Miao Sheng, Wang Chuanlong, Kong Guangze, Yuan Xiuhe, Shen Xiang, Liu Chao
School of Information and Control Engineering, Qingdao University of Technology, Qingdao, 266520, China.
School of Environmental and Municipal Engineering, Qingdao University of Technology, Qingdao, 266520, China.
Sci Rep. 2024 Dec 28;14(1):31061. doi: 10.1038/s41598-024-82248-3.

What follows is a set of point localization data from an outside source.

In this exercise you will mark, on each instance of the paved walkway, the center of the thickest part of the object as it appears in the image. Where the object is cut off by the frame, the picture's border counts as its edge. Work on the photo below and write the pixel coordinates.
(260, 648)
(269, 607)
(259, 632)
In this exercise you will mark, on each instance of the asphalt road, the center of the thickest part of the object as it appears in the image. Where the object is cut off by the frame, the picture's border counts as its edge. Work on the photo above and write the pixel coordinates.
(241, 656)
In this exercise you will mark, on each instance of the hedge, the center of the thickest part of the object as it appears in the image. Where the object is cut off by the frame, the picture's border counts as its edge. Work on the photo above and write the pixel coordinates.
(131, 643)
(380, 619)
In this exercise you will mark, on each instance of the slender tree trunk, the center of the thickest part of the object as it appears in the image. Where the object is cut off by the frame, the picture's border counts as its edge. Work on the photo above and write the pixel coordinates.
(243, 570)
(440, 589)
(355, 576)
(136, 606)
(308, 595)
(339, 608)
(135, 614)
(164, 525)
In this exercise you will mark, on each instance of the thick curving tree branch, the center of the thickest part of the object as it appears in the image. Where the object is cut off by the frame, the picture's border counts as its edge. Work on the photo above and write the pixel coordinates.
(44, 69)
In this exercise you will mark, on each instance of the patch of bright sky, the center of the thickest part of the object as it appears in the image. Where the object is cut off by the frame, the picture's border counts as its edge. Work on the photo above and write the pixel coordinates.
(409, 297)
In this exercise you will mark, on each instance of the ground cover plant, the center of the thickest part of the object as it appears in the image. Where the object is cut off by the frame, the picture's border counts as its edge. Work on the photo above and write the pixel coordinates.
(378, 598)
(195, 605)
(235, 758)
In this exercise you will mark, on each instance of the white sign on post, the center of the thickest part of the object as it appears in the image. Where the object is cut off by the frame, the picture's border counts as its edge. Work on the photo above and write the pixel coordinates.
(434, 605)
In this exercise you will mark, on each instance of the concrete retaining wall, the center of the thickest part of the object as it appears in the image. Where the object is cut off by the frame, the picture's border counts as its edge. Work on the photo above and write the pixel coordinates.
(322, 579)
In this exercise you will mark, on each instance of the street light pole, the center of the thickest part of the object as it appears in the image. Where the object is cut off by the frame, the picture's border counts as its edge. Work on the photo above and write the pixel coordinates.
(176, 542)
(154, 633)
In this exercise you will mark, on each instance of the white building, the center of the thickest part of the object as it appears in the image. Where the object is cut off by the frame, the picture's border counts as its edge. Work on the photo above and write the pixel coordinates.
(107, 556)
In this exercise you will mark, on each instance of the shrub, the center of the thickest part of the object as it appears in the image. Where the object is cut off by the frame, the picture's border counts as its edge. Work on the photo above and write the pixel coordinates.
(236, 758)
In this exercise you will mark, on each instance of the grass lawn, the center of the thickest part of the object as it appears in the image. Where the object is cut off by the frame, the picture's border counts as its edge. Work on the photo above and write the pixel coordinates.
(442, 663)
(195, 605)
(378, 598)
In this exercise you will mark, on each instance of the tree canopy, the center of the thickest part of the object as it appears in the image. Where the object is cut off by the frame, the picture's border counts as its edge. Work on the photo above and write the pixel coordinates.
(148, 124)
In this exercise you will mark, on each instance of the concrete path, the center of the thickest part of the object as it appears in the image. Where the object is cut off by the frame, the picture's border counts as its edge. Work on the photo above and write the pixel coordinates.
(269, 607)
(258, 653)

This paper presents a deep learning model based on an active learning strategy. The model achieves accurate identification of vegetation types in the study area by utilizing multispectral data obtained from preprocessing of unmanned aerial vehicle (UAV) remote sensing equipment. This approach offers advantages such as high data accuracy, mobility, and easy data collection. In active learning, the minimum confidence scoring method and a sampling technique based on a data pool are employed to reduce labeling costs. The deep learning model incorporates a semantic segmentation gated full fusion module that integrates a dual attention mechanism. This module enhances the capture of detailed texture information, optimally allocates spectral weights, and improves the model's ability to distinguish between similar categories. At a labeling cost of 20%, the average accuracy of the model is 93.2%. Compared with other models, the proposed model achieved the highest classification accuracy in the case of limited training samples. At full annotation cost, the average accuracy is 95.32%, with only a difference of about 2%, but saving 80% of annotation cost. Therefore, active learning strategies can filter out high-value samples that are beneficial for model training, greatly reducing the annotation cost of samples Finally, the recognition results of surface vegetation cover types in the study area are presented, and the model's accuracy is verified through field investigation.
本文提出了一种基于主动学习策略的深度学习模型。该模型通过利用无人机(UAV)遥感设备预处理获得的多光谱数据,实现了对研究区域植被类型的准确识别。这种方法具有数据准确性高、机动性强和数据采集容易等优点。在主动学习中,采用最小置信度评分方法和基于数据池的采样技术来降低标注成本。深度学习模型包含一个语义分割门控全融合模块,该模块集成了双重注意力机制。该模块增强了对详细纹理信息的捕捉,优化了光谱权重分配,并提高了模型区分相似类别的能力。在标注成本为20%时,模型的平均准确率为93.2%。与其他模型相比,在训练样本有限的情况下,所提出的模型实现了最高的分类准确率。在全标注成本下,平均准确率为95.32%,仅相差约2%,但节省了80%的标注成本。因此,主动学习策略可以筛选出有利于模型训练的高价值样本,大大降低样本的标注成本。最后,给出了研究区域地表植被覆盖类型的识别结果,并通过实地调查验证了模型的准确性。